For Cassius "Cash" Green (Lakeith Stanfield), his financial situation could be better, so he has gone to some lengths to secure a job, any job, leading him to a telephone marketing firm in his hometown of Oakland which may not be the most prestigious company around, but is at least better than the Worry Free centres that have sprung up across the country. They promise free board and all your food needs satisfied, what you need to do is sell your life over to them and work at one of their outlets. Cash cannot say he isn't tempted, but his artist girlfriend Detroit (Tessa Thompson) is sceptical about the idea, and takes note of the growing protests against the establishment...
At a time when black cinema across the globe was providing some truly daring choices and making the film landscape a very exciting one, writer and director (and composer) Boots Riley happened along with a picture that put even some of those to shame. It was almost too creative for its own good, stuffed with ideas as if he had come up with everything he wanted to include in his career and decided he might not get another chance as good as this again, so what the hell, put them all into one near-two hours of movie. The results were an experience that appeared to care little if you were keeping up with his invention, Riley and his team were going to plough ahead with them whatever you thought.
With that in mind, Sorry to Bother You could be described as exhausting by the finishing line, but that did not mean it was not worth watching. If there was a comparison to be made, yes, you could go with Michel Gondry who Riley did admit to being influenced by (which sadly led to some bad blood between them), but this also resembled an older cult movie from the nineteen-seventies, Lindsay Anderson's O Lucky Man!, which featured a salesman hero facing up to the surreally dark side of capitalism as well. In that, Malcolm McDowell's protagonist was landed up to his neck in a succession of increasingly bizarre adventures in his endeavours to get ahead and make some money in this world, but the conclusion was similar.
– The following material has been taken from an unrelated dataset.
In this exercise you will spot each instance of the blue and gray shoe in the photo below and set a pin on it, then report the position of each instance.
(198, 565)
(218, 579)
That was, capitalism is not about to let you make a name for yourself, never mind a fortune, without some major caveats. The pointedly-named Cash does well in his telephone selling job by accepting the advice of an old hand at the game, played by Danny Glover, that he will not get anywhere in this occupation with a black voice - better to adopt a white voice instead. There follows bizarrely amusing scenes of Cash speaking with comedian David Cross's most nasal tones in a commentary that Anderson was not so interested in including back in the seventies: the race issue, here telling us that the way for an African-American to succeed is to appeal to the white population. It's goofy in this presentation, but like everything here there was a sincerity to it, a level gaze at the audience, that was disarming, though not without a sense of desperation.
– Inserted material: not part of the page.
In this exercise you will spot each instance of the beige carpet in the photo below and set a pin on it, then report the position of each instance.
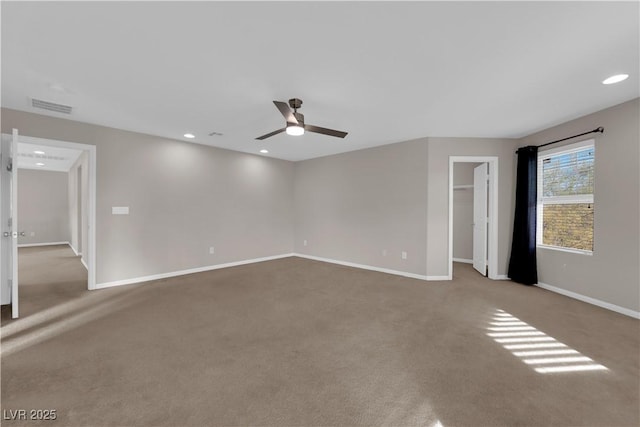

Eventually, Riley has thrown into the mix anything from Mike Judge's Idiocracy to Terry Gilliam's Brazil to, in the most confounding development, Eugene Ionescu's Rhinoceros, the influences a dizzying combination yet the director retained his particular voice throughout, taking on more modern concerns such as the debasement of cultural thought to a set of memes or whether mass protests did any good or not. There was plenty to unpack here, and if it went on a shade too long, it might have been even more provocative at O Lucky Man!'s three hour running time, an epic that dared you to stick with it as it turned up the weirdness and political subversion all the way. As it was, you could not accuse this of chickening out of dedicating itself to a vision that was a strange, strange mirror image of our own world, and if you wanted something that pulled no punches, made you think in a genuinely brave reassessment of how the planet was going, this was going to do you good. Nuggets of wisdom populated its craziness, maybe none wiser than the observation that when people don't think they can change a big problem, they just work out ways to live with it.